In the end, his Honour held, Mathieson Nominees’ claims under Barnes v Addy must fail. The caveat was ordered to be removed from the title to the Property.

Take-aways

This decision is a useful reminder of the importance for lenders of lodging caveats on the title of property when a caveatable interest in property is created in their favour. In this case, the Instrument of Charge was executed by Sprint Homes on 18 April 2008, registered with ASIC on 2 June 2008 , but a caveat on the title of the Property (for the payment of the deposit on which the funds had been loaned) was not lodged until 22 January 2010 – 11 days after administrators were appointed to Sprint Homes and 3 months after Aero Developments had been registered on title.

It also contains a useful consideration of when an instrument of security may give rise to an equitable charge or an equitable mortgage, which can run contrary to the name given to the security by the parties, as it did here, and will turn more upon the proper construction of the instrument and the rights that accrue to the secured party under the agreement.

Finally, this judgment confirms that it is settled law in Australia, since the High Court’s decision in Farah Constructions v Say-Dee in 2007, that a claim under Barnes v Addy is not a personal equity which can defeat indefeasibility of title in Torrens land (see [205]-[206]).

There may remain those who will still seek a way to argue around this conclusion, but the High Court’s decision in Farah v Say-Dee – which dealt with both limbs of Barnes v Addy – is likely to present a sizeable road-block to such an attempt.
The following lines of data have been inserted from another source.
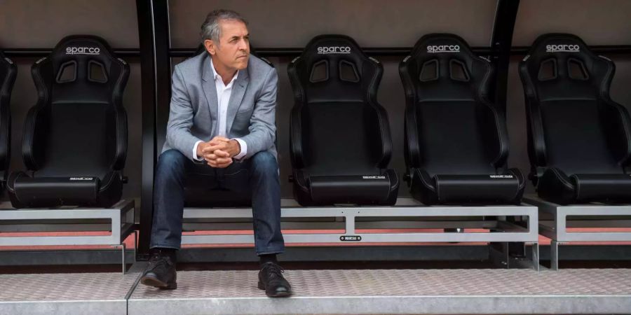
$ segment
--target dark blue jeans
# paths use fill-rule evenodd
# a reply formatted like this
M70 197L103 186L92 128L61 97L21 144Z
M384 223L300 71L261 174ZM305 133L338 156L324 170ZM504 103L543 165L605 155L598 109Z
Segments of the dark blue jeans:
M151 248L179 248L187 170L203 169L213 186L252 194L255 246L257 255L285 251L280 232L280 184L273 155L259 152L224 169L194 163L177 150L160 155L154 186L154 223ZM210 210L212 211L212 210Z

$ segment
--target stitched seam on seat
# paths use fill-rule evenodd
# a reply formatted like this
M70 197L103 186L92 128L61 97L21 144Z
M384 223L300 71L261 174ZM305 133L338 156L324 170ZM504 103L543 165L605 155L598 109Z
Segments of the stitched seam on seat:
M571 185L571 183L570 183L567 181L566 181L565 178L564 178L562 176L561 174L559 173L559 171L557 171L557 169L555 169L554 167L550 167L549 169L552 170L552 173L554 173L555 175L557 176L557 178L559 178L559 181L560 181L561 183L562 183L563 185L564 185L566 188L568 188L569 189L572 189L572 190L574 189L574 186L573 186Z
M427 188L428 188L430 190L432 190L432 191L433 191L433 192L435 192L435 187L434 187L434 188L432 188L433 186L430 185L430 184L428 183L426 181L425 181L425 178L423 176L423 175L421 174L421 171L416 171L416 172L419 172L419 178L421 178L421 181L423 182L423 184L425 185L426 186L427 186Z
M576 181L576 200L578 200L581 195L581 182L578 181L578 176L576 174L570 176L570 178L574 178Z
M511 200L517 200L517 196L520 195L520 192L522 190L521 181L520 181L520 179L521 179L521 178L520 178L519 176L517 176L517 174L515 174L515 172L510 169L508 169L508 172L512 174L513 176L514 176L515 178L517 180L517 190L515 192L515 196L513 196L513 199L511 199Z
M377 69L379 69L379 65L377 65L376 66L377 66ZM382 73L383 73L383 70L382 70ZM386 154L386 136L384 134L384 132L383 130L384 129L384 127L385 127L385 126L384 126L384 122L382 121L381 115L381 113L380 113L379 108L379 106L380 106L380 105L379 105L378 104L373 104L372 99L370 97L370 91L372 89L376 90L376 87L375 85L376 84L376 79L377 79L378 76L377 76L376 74L374 76L372 76L372 78L370 79L370 84L368 85L368 88L366 89L367 90L366 90L366 100L368 102L368 104L370 104L370 106L372 106L372 107L374 107L374 109L376 111L377 119L379 120L379 127L380 127L379 129L381 130L381 132L379 132L380 136L381 136L381 159L383 160L384 157L385 157ZM375 100L375 103L376 103L376 100ZM391 150L392 149L391 148Z
M499 115L497 113L497 111L496 111L496 109L493 106L491 106L490 104L487 104L486 102L484 102L484 98L482 96L482 87L484 87L484 85L487 84L487 80L489 79L489 76L491 75L491 64L489 64L488 62L484 62L484 64L487 66L487 72L486 74L484 74L484 76L482 78L482 83L480 83L480 85L477 88L477 97L480 98L480 102L482 102L484 105L486 105L487 107L489 107L489 108L491 109L491 111L495 116L495 127L497 129L500 146L499 153L493 162L493 164L495 164L495 163L496 163L502 156L502 152L503 152L504 149L504 142L503 141L503 137L502 136L502 132L501 130L500 130Z

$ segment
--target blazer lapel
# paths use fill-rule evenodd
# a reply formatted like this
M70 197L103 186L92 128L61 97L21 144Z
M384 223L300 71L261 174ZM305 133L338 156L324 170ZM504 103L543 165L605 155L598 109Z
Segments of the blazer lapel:
M234 122L234 117L241 106L241 100L243 99L243 95L245 94L248 81L247 69L246 68L239 71L238 76L237 76L236 80L234 81L234 85L232 87L230 100L228 102L228 115L226 117L226 132L228 134L228 136L230 136L232 123ZM215 92L215 94L217 93Z
M209 124L212 124L213 121L217 119L217 88L215 85L215 76L212 74L212 69L210 69L210 57L207 57L204 59L203 65L202 66L203 74L202 75L202 90L204 90L204 95L206 96L206 102L208 103L208 109L210 113L210 121ZM212 135L217 134L215 129L216 125L212 126L212 130L210 131Z

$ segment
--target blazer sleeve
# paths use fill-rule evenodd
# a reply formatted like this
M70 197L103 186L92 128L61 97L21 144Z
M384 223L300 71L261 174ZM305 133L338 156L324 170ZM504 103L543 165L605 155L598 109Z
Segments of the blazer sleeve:
M276 136L276 90L278 74L271 68L267 73L259 97L255 101L255 108L250 119L250 134L240 139L247 145L245 158L268 150L274 145Z
M193 126L193 106L184 83L182 71L177 66L173 71L171 83L171 104L169 122L167 124L166 141L171 148L196 162L193 156L193 147L201 141L191 134Z

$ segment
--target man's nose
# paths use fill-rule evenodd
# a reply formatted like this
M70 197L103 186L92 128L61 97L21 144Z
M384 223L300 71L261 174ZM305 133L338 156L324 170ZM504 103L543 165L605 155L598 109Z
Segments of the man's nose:
M239 41L239 50L247 50L247 42L245 41L245 39L241 39Z

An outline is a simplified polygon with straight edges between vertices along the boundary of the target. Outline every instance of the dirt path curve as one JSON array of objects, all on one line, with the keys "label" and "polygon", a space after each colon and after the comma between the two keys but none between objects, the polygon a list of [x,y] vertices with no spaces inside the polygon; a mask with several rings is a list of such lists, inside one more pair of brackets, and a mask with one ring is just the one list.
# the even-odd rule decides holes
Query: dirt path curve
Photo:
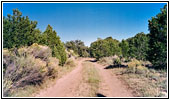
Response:
[{"label": "dirt path curve", "polygon": [[102,66],[93,63],[97,69],[99,69],[99,74],[101,77],[101,83],[98,93],[106,97],[133,97],[130,90],[128,90],[124,84],[116,77],[116,75],[111,74],[110,70],[104,69],[106,66]]},{"label": "dirt path curve", "polygon": [[[81,87],[82,80],[82,62],[91,61],[91,58],[82,58],[77,61],[77,67],[66,74],[62,78],[56,80],[54,86],[40,91],[36,97],[76,97],[77,88]],[[101,82],[99,86],[99,94],[106,97],[132,97],[132,94],[121,83],[115,75],[112,75],[110,70],[104,69],[105,66],[92,62],[99,70]],[[99,96],[100,97],[100,96]]]},{"label": "dirt path curve", "polygon": [[36,97],[74,97],[74,91],[78,87],[82,78],[82,62],[86,59],[77,61],[77,67],[58,79],[54,86],[40,91]]}]

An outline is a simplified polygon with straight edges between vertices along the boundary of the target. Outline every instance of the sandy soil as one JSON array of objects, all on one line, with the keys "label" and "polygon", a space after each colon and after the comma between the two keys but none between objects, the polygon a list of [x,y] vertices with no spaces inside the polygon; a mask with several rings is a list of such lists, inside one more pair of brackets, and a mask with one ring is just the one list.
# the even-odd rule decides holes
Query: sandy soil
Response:
[{"label": "sandy soil", "polygon": [[95,67],[99,69],[101,76],[101,83],[99,94],[106,97],[133,97],[130,90],[121,83],[116,75],[111,74],[110,70],[104,69],[105,66],[94,63]]},{"label": "sandy soil", "polygon": [[[77,61],[77,67],[58,79],[54,86],[41,90],[36,97],[77,97],[75,93],[77,88],[81,87],[82,80],[82,62],[87,60],[93,60],[90,58],[83,58]],[[108,69],[104,69],[105,66],[99,65],[93,62],[95,67],[99,69],[101,77],[101,83],[98,90],[98,97],[132,97],[130,90],[121,83],[115,75],[112,75]]]}]

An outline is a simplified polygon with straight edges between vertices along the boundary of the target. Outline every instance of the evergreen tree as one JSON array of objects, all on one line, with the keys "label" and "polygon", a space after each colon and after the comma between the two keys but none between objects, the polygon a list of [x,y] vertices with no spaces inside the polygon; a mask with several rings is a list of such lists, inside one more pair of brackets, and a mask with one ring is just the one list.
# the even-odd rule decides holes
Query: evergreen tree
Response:
[{"label": "evergreen tree", "polygon": [[13,9],[12,16],[3,17],[3,47],[18,48],[39,42],[40,31],[35,29],[36,25],[36,21],[22,17],[18,9]]},{"label": "evergreen tree", "polygon": [[90,55],[97,60],[101,57],[121,55],[119,41],[112,37],[106,39],[98,39],[90,45]]},{"label": "evergreen tree", "polygon": [[138,33],[132,38],[127,39],[129,44],[128,55],[138,60],[146,60],[149,49],[149,37],[143,32]]},{"label": "evergreen tree", "polygon": [[52,56],[56,57],[60,61],[60,65],[64,65],[67,60],[64,44],[61,42],[60,37],[57,36],[56,31],[48,25],[43,32],[40,40],[40,44],[45,44],[52,49]]},{"label": "evergreen tree", "polygon": [[67,41],[65,46],[68,50],[73,50],[80,57],[88,57],[88,47],[84,45],[84,42],[81,40]]},{"label": "evergreen tree", "polygon": [[149,20],[148,59],[156,68],[167,68],[167,5]]}]

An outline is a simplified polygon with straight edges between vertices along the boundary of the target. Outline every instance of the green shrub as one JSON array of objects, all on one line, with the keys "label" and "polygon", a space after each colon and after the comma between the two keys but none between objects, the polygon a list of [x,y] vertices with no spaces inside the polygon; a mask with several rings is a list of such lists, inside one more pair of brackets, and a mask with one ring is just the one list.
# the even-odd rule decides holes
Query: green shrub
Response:
[{"label": "green shrub", "polygon": [[4,49],[3,57],[4,96],[10,96],[17,88],[41,84],[45,78],[57,76],[59,60],[51,57],[47,46],[33,44],[13,52]]},{"label": "green shrub", "polygon": [[128,63],[126,72],[134,74],[147,74],[149,70],[147,67],[142,66],[141,61],[132,59],[132,61]]},{"label": "green shrub", "polygon": [[113,62],[114,65],[120,66],[121,65],[121,60],[120,58],[116,58]]},{"label": "green shrub", "polygon": [[75,64],[75,62],[74,62],[73,59],[68,59],[68,60],[66,61],[66,63],[65,63],[65,66],[67,66],[67,67],[75,67],[76,64]]},{"label": "green shrub", "polygon": [[136,69],[136,74],[147,74],[148,72],[149,70],[145,66],[138,66]]},{"label": "green shrub", "polygon": [[103,57],[103,58],[100,58],[98,62],[103,65],[112,65],[113,57]]},{"label": "green shrub", "polygon": [[58,69],[59,60],[54,57],[50,57],[48,59],[48,76],[51,78],[57,77]]}]

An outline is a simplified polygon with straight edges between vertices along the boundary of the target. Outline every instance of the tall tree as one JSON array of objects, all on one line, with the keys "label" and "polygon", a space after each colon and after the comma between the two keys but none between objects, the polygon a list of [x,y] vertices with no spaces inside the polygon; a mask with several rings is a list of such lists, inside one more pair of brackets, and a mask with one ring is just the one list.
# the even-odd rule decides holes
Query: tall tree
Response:
[{"label": "tall tree", "polygon": [[53,28],[50,25],[48,25],[43,32],[40,44],[45,44],[52,49],[52,56],[59,59],[60,65],[63,65],[66,62],[67,56],[64,44],[61,42],[60,37],[57,36],[57,32],[53,31]]},{"label": "tall tree", "polygon": [[120,43],[120,47],[122,50],[122,55],[123,57],[127,57],[128,56],[128,51],[129,51],[129,44],[127,41],[122,40],[122,42]]},{"label": "tall tree", "polygon": [[88,47],[84,45],[84,42],[81,40],[67,41],[65,46],[68,50],[73,50],[80,57],[88,57]]},{"label": "tall tree", "polygon": [[149,49],[149,37],[143,32],[136,34],[134,37],[127,39],[129,44],[129,56],[138,60],[146,60]]},{"label": "tall tree", "polygon": [[149,30],[148,59],[156,68],[167,68],[167,5],[149,20]]},{"label": "tall tree", "polygon": [[18,9],[13,9],[13,15],[3,17],[3,47],[21,47],[38,42],[40,31],[36,25],[36,21],[30,21],[28,16],[22,17]]},{"label": "tall tree", "polygon": [[90,55],[97,60],[101,57],[120,55],[121,48],[119,47],[119,41],[112,37],[106,39],[98,39],[90,45]]}]

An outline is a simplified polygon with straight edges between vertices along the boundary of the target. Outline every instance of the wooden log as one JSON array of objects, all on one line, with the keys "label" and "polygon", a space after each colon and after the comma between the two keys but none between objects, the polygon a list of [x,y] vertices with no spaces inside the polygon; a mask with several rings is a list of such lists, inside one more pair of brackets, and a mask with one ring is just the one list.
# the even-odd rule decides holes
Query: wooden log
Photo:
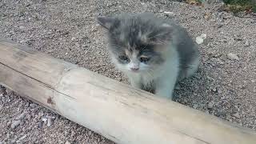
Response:
[{"label": "wooden log", "polygon": [[0,83],[120,144],[255,144],[229,123],[0,39]]}]

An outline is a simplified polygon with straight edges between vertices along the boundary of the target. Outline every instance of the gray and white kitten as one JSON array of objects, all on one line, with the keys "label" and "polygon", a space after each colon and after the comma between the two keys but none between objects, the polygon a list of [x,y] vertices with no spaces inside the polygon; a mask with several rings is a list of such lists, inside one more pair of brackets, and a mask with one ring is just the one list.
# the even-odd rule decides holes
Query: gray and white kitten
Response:
[{"label": "gray and white kitten", "polygon": [[108,31],[113,62],[134,87],[172,98],[176,82],[198,68],[198,46],[171,20],[142,13],[98,17],[98,22]]}]

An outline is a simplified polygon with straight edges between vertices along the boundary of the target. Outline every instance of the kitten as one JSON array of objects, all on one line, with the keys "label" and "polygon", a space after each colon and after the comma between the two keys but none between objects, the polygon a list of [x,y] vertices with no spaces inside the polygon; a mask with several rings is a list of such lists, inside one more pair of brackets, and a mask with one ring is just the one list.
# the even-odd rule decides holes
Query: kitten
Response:
[{"label": "kitten", "polygon": [[134,87],[172,98],[176,82],[198,68],[198,46],[171,20],[142,13],[98,17],[98,22],[108,31],[113,62]]}]

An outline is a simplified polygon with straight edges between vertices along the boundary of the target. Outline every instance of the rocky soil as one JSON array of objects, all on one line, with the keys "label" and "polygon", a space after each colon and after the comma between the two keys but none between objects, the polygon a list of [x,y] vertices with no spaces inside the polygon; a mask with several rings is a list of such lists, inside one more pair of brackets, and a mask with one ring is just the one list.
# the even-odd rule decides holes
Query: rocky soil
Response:
[{"label": "rocky soil", "polygon": [[[256,130],[256,17],[168,0],[0,0],[0,37],[127,83],[110,64],[98,15],[154,12],[200,43],[202,64],[174,100]],[[198,37],[198,38],[196,38]],[[0,88],[0,144],[114,143]]]}]

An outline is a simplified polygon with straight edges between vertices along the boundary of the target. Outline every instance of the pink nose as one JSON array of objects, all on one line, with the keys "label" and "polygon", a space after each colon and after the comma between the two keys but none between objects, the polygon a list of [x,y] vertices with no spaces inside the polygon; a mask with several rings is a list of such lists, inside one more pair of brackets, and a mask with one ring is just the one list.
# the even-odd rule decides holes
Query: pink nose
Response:
[{"label": "pink nose", "polygon": [[133,71],[138,71],[138,67],[131,67],[130,70],[133,70]]}]

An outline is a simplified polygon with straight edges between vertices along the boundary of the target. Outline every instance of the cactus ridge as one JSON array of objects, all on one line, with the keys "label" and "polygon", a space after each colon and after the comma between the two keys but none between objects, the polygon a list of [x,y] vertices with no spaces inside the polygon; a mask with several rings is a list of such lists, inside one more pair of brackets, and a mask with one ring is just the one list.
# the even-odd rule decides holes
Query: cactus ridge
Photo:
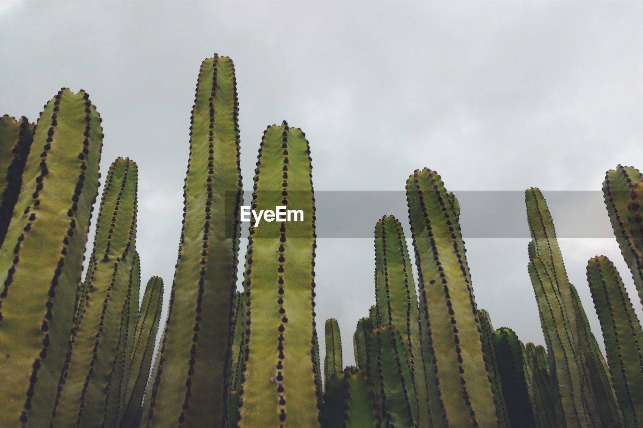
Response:
[{"label": "cactus ridge", "polygon": [[[245,285],[248,325],[251,322],[253,326],[248,328],[246,339],[240,427],[284,425],[286,420],[293,426],[318,425],[314,301],[316,235],[309,155],[305,135],[285,121],[264,133],[253,209],[284,205],[303,209],[311,217],[309,220],[305,215],[303,222],[287,227],[279,222],[256,227],[251,224]],[[310,361],[295,357],[298,350],[300,355],[309,353]],[[298,405],[287,407],[287,394],[294,393],[290,391],[294,391],[291,386],[295,379]]]},{"label": "cactus ridge", "polygon": [[643,419],[643,330],[618,271],[604,256],[590,260],[587,279],[601,322],[615,391],[625,426]]},{"label": "cactus ridge", "polygon": [[234,65],[215,54],[201,64],[190,118],[183,227],[151,425],[228,424],[242,197],[238,113]]}]

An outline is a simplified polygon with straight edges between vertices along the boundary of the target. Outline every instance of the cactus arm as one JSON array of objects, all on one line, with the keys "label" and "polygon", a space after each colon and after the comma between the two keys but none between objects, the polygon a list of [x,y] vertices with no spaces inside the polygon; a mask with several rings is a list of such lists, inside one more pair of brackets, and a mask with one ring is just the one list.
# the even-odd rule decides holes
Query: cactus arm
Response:
[{"label": "cactus arm", "polygon": [[322,428],[380,426],[377,394],[363,371],[347,367],[334,374],[326,388]]},{"label": "cactus arm", "polygon": [[227,57],[203,61],[190,125],[179,256],[150,424],[226,426],[236,289],[238,101]]},{"label": "cactus arm", "polygon": [[100,118],[83,91],[61,90],[39,120],[0,250],[1,426],[48,424],[72,328],[102,139]]},{"label": "cactus arm", "polygon": [[0,118],[0,247],[2,247],[23,183],[23,171],[33,139],[33,124]]},{"label": "cactus arm", "polygon": [[618,271],[604,256],[590,259],[587,279],[601,322],[608,364],[626,427],[643,421],[643,330]]},{"label": "cactus arm", "polygon": [[498,373],[505,396],[509,426],[534,427],[523,360],[523,344],[511,328],[496,330],[493,337]]},{"label": "cactus arm", "polygon": [[239,427],[318,427],[315,377],[314,199],[310,150],[299,129],[269,127],[253,209],[302,210],[303,221],[251,224],[246,270],[248,355]]},{"label": "cactus arm", "polygon": [[498,373],[498,361],[496,359],[496,348],[494,345],[493,326],[489,312],[484,309],[478,311],[480,323],[480,330],[482,332],[482,349],[484,350],[485,364],[487,364],[487,371],[489,371],[489,379],[491,380],[491,388],[498,406],[500,425],[502,427],[509,427],[509,416],[507,414],[507,406],[505,404],[505,397],[502,393],[502,383],[500,380],[500,374]]},{"label": "cactus arm", "polygon": [[606,174],[602,190],[616,240],[643,305],[643,175],[619,165]]},{"label": "cactus arm", "polygon": [[[435,379],[428,384],[430,389],[433,386],[442,392],[444,411],[431,408],[433,424],[497,425],[477,308],[453,205],[439,175],[427,169],[411,175],[406,194],[425,318],[422,343],[427,339],[429,348],[424,359],[434,365],[426,368],[427,375],[433,373]],[[440,413],[442,422],[437,420]]]},{"label": "cactus arm", "polygon": [[136,325],[132,352],[132,368],[129,371],[131,390],[127,392],[126,407],[123,412],[122,428],[136,427],[141,418],[143,395],[150,374],[150,365],[154,350],[163,303],[163,280],[152,276],[147,282],[143,304]]},{"label": "cactus arm", "polygon": [[341,358],[341,336],[340,325],[334,318],[326,320],[324,326],[326,336],[326,357],[324,359],[324,384],[327,385],[331,377],[343,368]]}]

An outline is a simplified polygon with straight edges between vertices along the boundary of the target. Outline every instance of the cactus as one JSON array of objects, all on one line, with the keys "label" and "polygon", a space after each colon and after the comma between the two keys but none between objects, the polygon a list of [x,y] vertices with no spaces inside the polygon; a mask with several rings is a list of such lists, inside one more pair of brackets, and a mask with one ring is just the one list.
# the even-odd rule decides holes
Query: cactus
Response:
[{"label": "cactus", "polygon": [[366,373],[354,367],[331,376],[326,386],[322,428],[379,426],[377,394]]},{"label": "cactus", "polygon": [[251,224],[249,314],[239,427],[319,426],[314,350],[314,198],[304,134],[284,121],[264,134],[253,210],[302,210],[303,221]]},{"label": "cactus", "polygon": [[401,335],[392,325],[380,326],[370,334],[370,379],[385,425],[417,427],[417,402]]},{"label": "cactus", "polygon": [[61,89],[38,123],[0,250],[1,426],[48,422],[97,195],[102,130],[87,94]]},{"label": "cactus", "polygon": [[505,397],[502,393],[502,382],[500,380],[500,374],[498,373],[498,362],[496,359],[496,347],[494,345],[493,326],[489,312],[484,309],[478,311],[478,317],[480,323],[480,330],[482,333],[482,350],[484,351],[485,364],[487,365],[487,371],[489,372],[491,381],[491,388],[496,400],[498,408],[498,418],[500,425],[509,427],[509,416],[507,413],[507,406],[505,404]]},{"label": "cactus", "polygon": [[242,198],[235,69],[201,64],[183,227],[150,424],[226,426]]},{"label": "cactus", "polygon": [[152,276],[147,282],[143,305],[141,307],[136,334],[132,341],[131,382],[125,398],[127,407],[124,411],[121,427],[137,427],[143,409],[141,407],[143,395],[147,385],[150,365],[154,350],[154,342],[161,318],[163,303],[163,280]]},{"label": "cactus", "polygon": [[369,343],[373,323],[370,318],[361,318],[358,321],[357,329],[353,334],[353,346],[355,350],[355,362],[358,368],[369,377],[370,352]]},{"label": "cactus", "polygon": [[626,427],[643,423],[643,330],[618,271],[604,256],[590,260],[587,280]]},{"label": "cactus", "polygon": [[326,334],[326,357],[323,361],[324,385],[327,385],[331,377],[343,370],[341,359],[341,336],[340,325],[334,318],[326,320],[324,326]]},{"label": "cactus", "polygon": [[616,240],[643,305],[643,175],[619,165],[605,174],[602,190]]},{"label": "cactus", "polygon": [[[110,166],[101,201],[85,303],[77,320],[53,424],[117,424],[128,341],[131,276],[135,258],[136,163],[119,157]],[[129,338],[131,341],[131,338]]]},{"label": "cactus", "polygon": [[536,426],[538,428],[558,426],[549,377],[549,363],[545,348],[541,345],[536,346],[531,343],[526,343],[523,361]]},{"label": "cactus", "polygon": [[493,341],[509,426],[534,427],[534,414],[523,367],[522,342],[512,330],[506,327],[494,332]]},{"label": "cactus", "polygon": [[416,170],[409,178],[406,198],[420,283],[432,424],[497,425],[496,403],[453,199],[440,176],[428,169]]},{"label": "cactus", "polygon": [[25,117],[0,118],[0,247],[23,184],[23,171],[33,139],[33,124]]},{"label": "cactus", "polygon": [[[455,200],[455,197],[453,197]],[[375,290],[377,319],[400,332],[411,370],[417,402],[418,423],[428,425],[428,395],[422,362],[417,295],[402,225],[394,216],[384,216],[375,226]],[[415,360],[419,364],[415,363]]]}]

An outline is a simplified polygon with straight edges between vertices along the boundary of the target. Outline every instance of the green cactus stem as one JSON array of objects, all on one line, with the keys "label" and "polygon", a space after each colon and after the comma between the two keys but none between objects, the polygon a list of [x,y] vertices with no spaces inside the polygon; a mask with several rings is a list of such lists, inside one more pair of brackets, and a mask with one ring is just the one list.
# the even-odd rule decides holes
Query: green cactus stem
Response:
[{"label": "green cactus stem", "polygon": [[97,195],[102,140],[100,118],[85,92],[63,89],[44,106],[0,249],[0,426],[49,425]]},{"label": "green cactus stem", "polygon": [[[417,403],[412,405],[421,409],[420,425],[428,425],[428,393],[422,362],[417,295],[404,231],[392,215],[384,216],[375,226],[375,285],[377,318],[402,335],[417,397]],[[419,363],[417,365],[416,360]]]},{"label": "green cactus stem", "polygon": [[141,413],[143,395],[147,385],[152,355],[154,350],[154,342],[161,319],[161,307],[163,303],[163,280],[152,276],[147,282],[143,304],[139,311],[136,334],[134,335],[131,353],[131,370],[129,371],[126,405],[121,427],[138,427]]},{"label": "green cactus stem", "polygon": [[498,408],[498,418],[500,425],[502,427],[509,427],[509,416],[507,414],[507,406],[505,404],[505,397],[502,393],[502,383],[500,380],[500,374],[498,371],[498,362],[496,359],[496,347],[494,345],[493,325],[489,316],[489,312],[484,309],[478,311],[478,317],[480,320],[480,330],[482,333],[482,349],[484,351],[485,363],[487,364],[487,371],[489,372],[491,381],[491,388],[495,397]]},{"label": "green cactus stem", "polygon": [[201,64],[152,426],[228,424],[242,197],[236,86],[230,58]]},{"label": "green cactus stem", "polygon": [[625,426],[643,424],[643,330],[618,271],[604,256],[590,260],[587,280]]},{"label": "green cactus stem", "polygon": [[17,121],[0,118],[0,247],[2,247],[23,184],[23,171],[33,139],[33,124],[25,117]]},{"label": "green cactus stem", "polygon": [[602,190],[616,240],[643,305],[643,174],[619,165],[606,174]]},{"label": "green cactus stem", "polygon": [[371,380],[377,387],[382,420],[387,427],[417,427],[417,401],[404,339],[392,325],[370,334]]},{"label": "green cactus stem", "polygon": [[536,346],[530,342],[526,343],[523,361],[536,426],[538,428],[558,426],[549,377],[549,362],[545,348],[541,345]]},{"label": "green cactus stem", "polygon": [[[126,367],[135,258],[138,168],[118,158],[107,173],[85,281],[85,303],[52,415],[62,426],[117,424]],[[129,338],[131,341],[131,338]],[[129,364],[129,362],[127,363]]]},{"label": "green cactus stem", "polygon": [[498,425],[478,310],[452,199],[440,176],[428,169],[416,170],[409,178],[406,198],[420,285],[422,343],[432,424]]},{"label": "green cactus stem", "polygon": [[498,328],[493,341],[502,384],[509,426],[534,427],[523,361],[523,344],[511,328]]},{"label": "green cactus stem", "polygon": [[365,373],[354,367],[332,375],[324,403],[322,428],[380,426],[375,387]]},{"label": "green cactus stem", "polygon": [[326,320],[324,326],[326,337],[326,357],[323,361],[324,384],[327,385],[331,377],[344,368],[341,359],[341,336],[340,325],[334,318]]},{"label": "green cactus stem", "polygon": [[358,321],[357,328],[353,334],[353,346],[355,350],[355,362],[358,368],[369,376],[370,352],[369,343],[373,323],[370,318],[361,318]]},{"label": "green cactus stem", "polygon": [[301,130],[269,127],[252,209],[301,210],[303,221],[251,223],[245,270],[248,335],[239,426],[318,427],[314,229],[310,149]]}]

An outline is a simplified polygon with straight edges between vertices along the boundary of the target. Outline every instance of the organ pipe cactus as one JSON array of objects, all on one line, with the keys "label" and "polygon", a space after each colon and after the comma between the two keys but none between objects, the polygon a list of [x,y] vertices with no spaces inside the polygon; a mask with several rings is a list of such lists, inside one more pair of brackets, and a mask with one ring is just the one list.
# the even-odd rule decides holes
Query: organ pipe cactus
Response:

For more about Barnes v Addy claims (both limbs), the level of knowledge required to establish them (of the Baden categories of knowledge) and the dishonest and fraudulent design on the part of the party in breach of trust or fiduciary duty required to be established for the “second limb”, knowing assistance, see my 2012 article reviewing the Full Court of the Federal Court’s decision in Grimaldi v Chamelon Mining NL (No 2) [2012] FCAFC 6, which may be read here.

Comment

It is not only freehold titles to which these principles apply. Registration of leases of greater than 3 years under s 66 of the TLA also operate to confer leasehold title upon the registering lessee, and indefeasibility of that title under ss 40-44 of the TLA (see Karacominakis v Big Country Developments Pty Ltd [2000] NSWCA 313 at [51]) and Quest Rose Hill Pty Ltd v The Owners Corporation of Strata Plan 64025 [2012] NSWSC 1548 at [72]-[78]. Similarly, a mortgage acquires indefeasibility upon registration, pursuant to s 74 and ss 40-44 of the TLA: see Macquarie Bank Ltd v Sixty-Fourth Throne Pty Ltd [1998] 3 VR 133 at 156-7, where the registered title in question was that of a mortgagee. And by way of a recent illustration, last year in Perpetual Trustees Victoria Ltd v Xiao [2015] VSC 21, Hargrave J confirmed that the fact that the mortgagor’s signature on a mortgage did not, in the absence of fraud on the part of the mortgagee finance company, affect the indefeasibility of the mortgage when registered (see [82]) or the ability of the financier to enforce the mortgage (but only to the extent of the covenant for payment contained in the mortgage – see [83]-[85] – referring to Pyramid Building Society (in liq) v Scorpion Hotels Pty Ltd [1998] 1 VR 188, 196) – see further [86]-[107].